Strategic leaks of classified material are also used to manipulate the press. Just how common this practice is became clear during lawsuits over publication of the Pentagon Papers during the Nixon administration. In answer to claims by the Nixon administration, the New York Times responded with 15 affidavits which laid out some of the ways in which government officials had selectively leaked classified material to the Times in the past to achieve their ends. . . . The Post also argued . . . that government officials had for years leaked classified material for their own purposes and introduced affidavits from staff members including Ben Bradlee, the newspaper's editor, and its foreign affairs specialist Chalmers Roberts.
Stephen Hess, an analyst at the Brookings Institution, has identified six types of leaks. Each is based on a different motive:
1. Policy leaks are "a straightforward pitch for or against a proposal using some document or insider's information."
2. Trial balloon leaks are an attempt to assess a proposal's strengths and weaknesses, assets and liabilities.
3. Ego leaks satisfy the source's sense of self-importance.
4. Goodwill leaks attempt to cultivate credit with a reporter.
5. Animus leaks are designed to embarrass someone else.
6. Whistle-blower leaks are the last resort of a frustrated civil servant who feels that he or she has exhausted remedies within the government.
The political use of strategic leaks illustrates the symbiotic relationship between the press and the government. The Omega Replica Watches government needs the press to distribute information and to support its policies. The press needs the government as a major source of information.

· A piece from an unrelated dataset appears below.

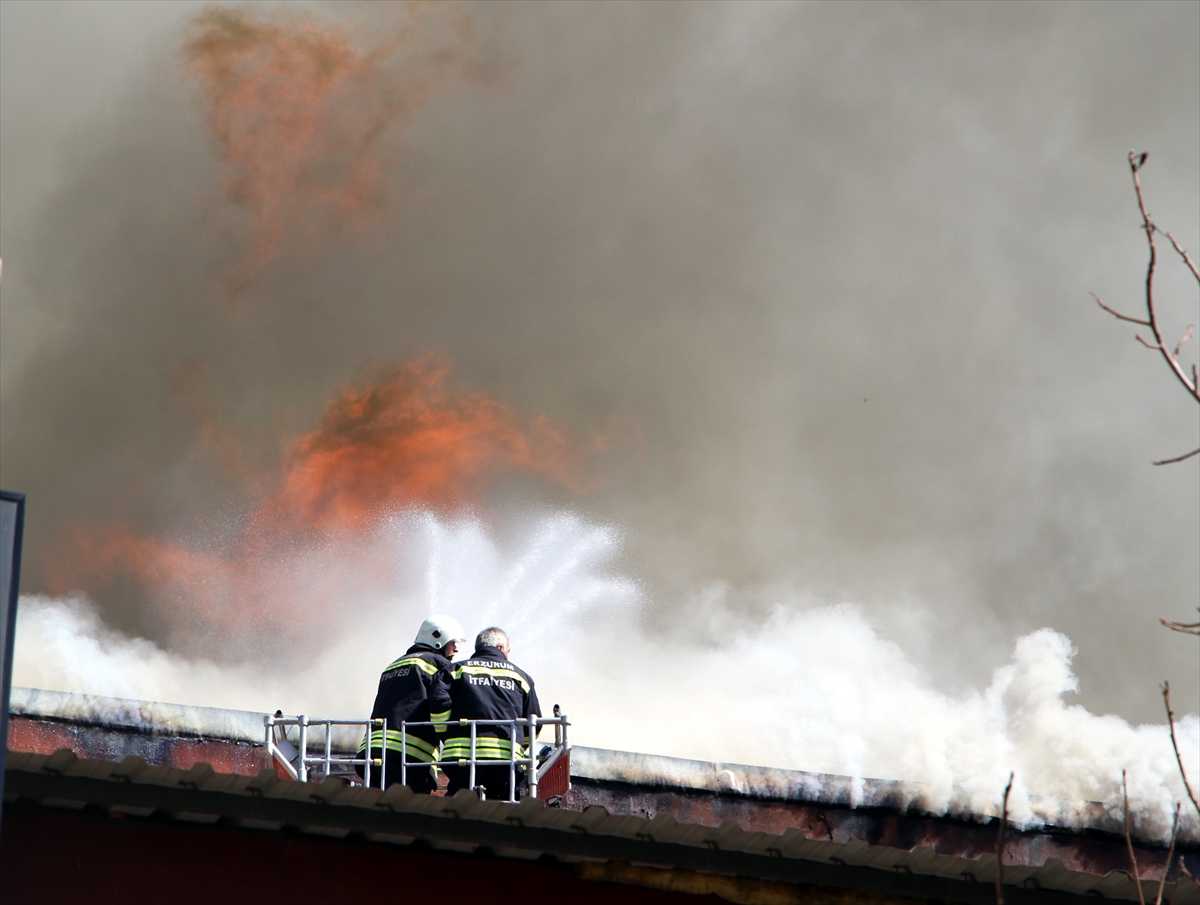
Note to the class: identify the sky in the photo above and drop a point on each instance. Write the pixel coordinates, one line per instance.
(799, 292)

This close relationship was illustrated by the Reagan administration's use of the press during trade talks held to persuade the Japanese to limit voluntarily their automobile exports to the United States. The situation arose because the administration did not want to make any overt effort to restrict Japanese exports. However, the press was used to put pressure on the Japanese through a news release from "sources close to U.S. trade officials" indicating that talks were going badly and that it was hoped that other proposals would be forthcoming from the Japanese. Reporters who were induced to print that story "later concluded that they had been gulled in a U.S. scheme to put overnight pressure on the Japanese." In effect, the Reagan administration used the press as a conduit for its negotiations while maintaining the fiction that it was making no attempt to restrict Japanese exports.